Opinion
6 Div. 536.
June 7, 1917. Rehearing Denied December 24, 1917.
Appeal from Circuit Court, Jefferson County; J. E. Blackwood, Judge.
Tillman, Bradley Morrow and John S. Stone, of Birmingham, for appellant. Frank S. White Sons, of Birmingham, for appellee.
The majority of the court hold that the judgment should be affirmed. We are of the opinion that the tank wagon was properly classed for shipment as a part or appendage of the traction engine. If the tank wagon had been shipped separately, and not as a part of the traction engine, then the rate thereon would have been "double first class" and not "sixth class." The evidence shows that the tank wagon was a necessary part of the traction engine, if used in the country, where no water tanks or standpipes are available for purpose of furnishing water to the engine.

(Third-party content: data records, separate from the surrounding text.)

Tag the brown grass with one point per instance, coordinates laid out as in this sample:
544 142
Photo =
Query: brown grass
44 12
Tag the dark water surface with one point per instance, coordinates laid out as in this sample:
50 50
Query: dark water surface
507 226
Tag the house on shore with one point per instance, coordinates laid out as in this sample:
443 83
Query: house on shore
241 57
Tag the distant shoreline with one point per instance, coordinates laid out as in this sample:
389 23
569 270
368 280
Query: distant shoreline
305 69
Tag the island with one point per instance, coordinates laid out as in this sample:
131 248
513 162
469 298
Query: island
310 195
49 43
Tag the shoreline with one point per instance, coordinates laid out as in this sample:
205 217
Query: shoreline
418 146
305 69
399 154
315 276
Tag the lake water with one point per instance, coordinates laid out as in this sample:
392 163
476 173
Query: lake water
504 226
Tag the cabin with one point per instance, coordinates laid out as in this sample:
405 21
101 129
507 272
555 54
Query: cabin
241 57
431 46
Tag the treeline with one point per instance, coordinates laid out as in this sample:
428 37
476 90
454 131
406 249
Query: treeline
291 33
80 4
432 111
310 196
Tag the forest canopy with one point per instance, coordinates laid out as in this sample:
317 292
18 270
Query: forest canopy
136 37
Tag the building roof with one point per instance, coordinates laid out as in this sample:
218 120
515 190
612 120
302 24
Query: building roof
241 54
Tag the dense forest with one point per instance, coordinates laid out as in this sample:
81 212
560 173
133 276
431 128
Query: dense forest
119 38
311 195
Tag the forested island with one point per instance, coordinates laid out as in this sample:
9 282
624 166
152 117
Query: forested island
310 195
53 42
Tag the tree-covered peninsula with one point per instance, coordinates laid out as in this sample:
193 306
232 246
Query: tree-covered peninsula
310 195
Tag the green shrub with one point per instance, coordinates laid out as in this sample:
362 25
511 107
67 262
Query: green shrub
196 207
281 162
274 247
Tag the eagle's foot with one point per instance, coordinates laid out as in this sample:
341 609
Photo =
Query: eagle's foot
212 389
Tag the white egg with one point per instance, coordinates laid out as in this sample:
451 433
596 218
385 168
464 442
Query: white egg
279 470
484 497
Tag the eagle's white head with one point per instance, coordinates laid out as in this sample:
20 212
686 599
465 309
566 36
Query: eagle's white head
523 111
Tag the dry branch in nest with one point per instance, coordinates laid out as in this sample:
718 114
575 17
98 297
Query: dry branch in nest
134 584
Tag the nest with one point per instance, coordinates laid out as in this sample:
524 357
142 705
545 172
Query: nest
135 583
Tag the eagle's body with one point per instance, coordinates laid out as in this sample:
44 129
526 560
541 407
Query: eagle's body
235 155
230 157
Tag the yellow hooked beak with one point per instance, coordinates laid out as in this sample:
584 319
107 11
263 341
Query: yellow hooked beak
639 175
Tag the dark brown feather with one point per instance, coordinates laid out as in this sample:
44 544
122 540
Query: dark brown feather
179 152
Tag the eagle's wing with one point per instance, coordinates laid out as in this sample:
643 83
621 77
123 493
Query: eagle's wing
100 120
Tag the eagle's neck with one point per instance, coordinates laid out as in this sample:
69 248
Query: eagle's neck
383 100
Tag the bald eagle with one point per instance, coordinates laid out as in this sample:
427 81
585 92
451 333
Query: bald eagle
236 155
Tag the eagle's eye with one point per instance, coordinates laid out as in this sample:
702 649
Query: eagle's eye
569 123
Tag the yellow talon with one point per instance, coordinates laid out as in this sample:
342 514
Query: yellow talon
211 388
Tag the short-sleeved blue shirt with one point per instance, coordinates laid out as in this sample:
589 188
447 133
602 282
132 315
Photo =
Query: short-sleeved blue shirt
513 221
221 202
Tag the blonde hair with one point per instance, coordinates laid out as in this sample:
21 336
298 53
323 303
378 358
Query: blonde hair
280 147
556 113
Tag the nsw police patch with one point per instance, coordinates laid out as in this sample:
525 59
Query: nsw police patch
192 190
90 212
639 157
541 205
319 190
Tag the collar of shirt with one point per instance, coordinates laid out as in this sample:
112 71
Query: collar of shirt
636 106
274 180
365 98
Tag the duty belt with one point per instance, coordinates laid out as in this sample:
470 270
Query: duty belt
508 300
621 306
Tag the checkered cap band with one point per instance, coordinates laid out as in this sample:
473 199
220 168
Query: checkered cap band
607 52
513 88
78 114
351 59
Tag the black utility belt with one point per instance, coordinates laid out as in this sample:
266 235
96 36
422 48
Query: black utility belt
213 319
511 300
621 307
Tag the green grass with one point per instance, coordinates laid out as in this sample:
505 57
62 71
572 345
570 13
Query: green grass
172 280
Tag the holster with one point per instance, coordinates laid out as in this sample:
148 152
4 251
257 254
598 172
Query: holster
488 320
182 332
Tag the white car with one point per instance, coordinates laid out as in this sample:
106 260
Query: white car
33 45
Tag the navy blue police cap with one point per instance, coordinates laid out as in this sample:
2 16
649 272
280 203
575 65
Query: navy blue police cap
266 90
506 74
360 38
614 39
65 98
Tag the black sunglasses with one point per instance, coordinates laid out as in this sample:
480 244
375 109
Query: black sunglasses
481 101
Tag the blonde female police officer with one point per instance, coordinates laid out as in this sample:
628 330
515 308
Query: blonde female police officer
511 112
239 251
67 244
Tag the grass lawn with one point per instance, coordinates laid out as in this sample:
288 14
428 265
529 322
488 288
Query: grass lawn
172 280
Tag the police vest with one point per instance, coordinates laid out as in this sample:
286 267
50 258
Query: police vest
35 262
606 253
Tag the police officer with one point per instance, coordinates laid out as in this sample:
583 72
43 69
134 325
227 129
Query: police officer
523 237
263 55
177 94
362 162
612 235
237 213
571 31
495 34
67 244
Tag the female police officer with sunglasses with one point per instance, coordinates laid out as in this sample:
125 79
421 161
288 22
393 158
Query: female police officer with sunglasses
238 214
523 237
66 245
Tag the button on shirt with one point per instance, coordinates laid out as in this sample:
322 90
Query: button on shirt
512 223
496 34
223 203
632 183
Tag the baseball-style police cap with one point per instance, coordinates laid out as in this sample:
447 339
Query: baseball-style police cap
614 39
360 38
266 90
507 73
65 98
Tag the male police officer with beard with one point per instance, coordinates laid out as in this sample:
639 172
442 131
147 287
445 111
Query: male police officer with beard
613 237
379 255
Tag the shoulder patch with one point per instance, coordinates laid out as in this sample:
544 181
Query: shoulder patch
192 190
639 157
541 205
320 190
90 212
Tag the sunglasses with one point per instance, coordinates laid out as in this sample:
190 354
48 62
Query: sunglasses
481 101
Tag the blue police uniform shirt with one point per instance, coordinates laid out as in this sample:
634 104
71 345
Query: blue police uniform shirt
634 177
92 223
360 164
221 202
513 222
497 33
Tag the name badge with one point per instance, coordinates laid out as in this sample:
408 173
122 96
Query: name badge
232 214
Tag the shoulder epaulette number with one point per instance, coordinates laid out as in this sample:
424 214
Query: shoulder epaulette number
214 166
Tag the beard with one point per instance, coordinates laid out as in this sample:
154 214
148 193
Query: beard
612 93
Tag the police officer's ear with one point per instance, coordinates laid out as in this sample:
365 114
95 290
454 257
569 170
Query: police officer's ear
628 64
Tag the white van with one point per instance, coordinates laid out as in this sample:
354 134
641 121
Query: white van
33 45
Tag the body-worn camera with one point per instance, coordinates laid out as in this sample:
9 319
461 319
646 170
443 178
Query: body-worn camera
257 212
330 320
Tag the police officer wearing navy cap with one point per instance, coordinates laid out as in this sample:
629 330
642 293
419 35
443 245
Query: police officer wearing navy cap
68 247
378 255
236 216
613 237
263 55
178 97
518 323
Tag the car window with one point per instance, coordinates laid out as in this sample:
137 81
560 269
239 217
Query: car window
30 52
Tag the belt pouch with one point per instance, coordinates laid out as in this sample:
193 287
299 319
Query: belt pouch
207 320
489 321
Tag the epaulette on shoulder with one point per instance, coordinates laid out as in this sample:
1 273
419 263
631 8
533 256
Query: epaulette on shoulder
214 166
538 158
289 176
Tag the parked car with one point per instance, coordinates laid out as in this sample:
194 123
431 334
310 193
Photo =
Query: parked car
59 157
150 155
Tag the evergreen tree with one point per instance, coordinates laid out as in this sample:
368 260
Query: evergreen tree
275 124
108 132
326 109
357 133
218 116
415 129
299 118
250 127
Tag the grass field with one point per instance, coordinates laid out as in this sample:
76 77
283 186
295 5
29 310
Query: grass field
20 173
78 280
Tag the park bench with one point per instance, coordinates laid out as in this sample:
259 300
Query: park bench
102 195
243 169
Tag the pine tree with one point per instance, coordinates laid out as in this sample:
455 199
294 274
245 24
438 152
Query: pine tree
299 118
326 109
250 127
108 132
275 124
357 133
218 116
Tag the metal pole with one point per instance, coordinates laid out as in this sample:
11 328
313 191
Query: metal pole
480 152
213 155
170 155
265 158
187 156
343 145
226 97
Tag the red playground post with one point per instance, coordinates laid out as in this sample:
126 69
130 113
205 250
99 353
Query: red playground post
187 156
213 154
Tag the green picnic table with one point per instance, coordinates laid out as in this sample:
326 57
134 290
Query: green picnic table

The mere fact that it was not actually attached to the engine during its course of shipment, as it would be when both were used together, nor the fact that each could be used without the other, does not, in our judgment, furnish sufficient basis for making a separate classification for each.
That all parties to the shipment considered the tank a part of the engine, and so treated it, is made to appear. While this would not control if the classification was clearly unlawful, yet if the classification be doubtful, we may look to the conduct and dealings of the parties to the shipment in determining the proper classification.
Affirmed.
ANDERSON, C. J., and McCLELLAN and THOMAS, JJ., concur. SAYRE, SOMERVILLE, and GARDNER, JJ., dissent.
I am of the opinion that the tank wagon and pole which formed a part of this shipment cannot be regarded as a part of the traction engine in such sense as to authorize the classification of the shipment under that of "traction engines."
The engine is complete in itself, and can be used without such an appendage, however convenient and desirable the latter may be for some of the uses to which the engine may be put. So, manifestly, the "tank wagon" is complete in itself, and can be used, and is designed to be used, separate and apart from the engine.
On the undisputed facts I am constrained to conclude that plaintiff is entitled to recover the sum claimed for freight charges under a proper classification of the shipment.
SAYRE and GARDNER, JJ., concur in this dissent.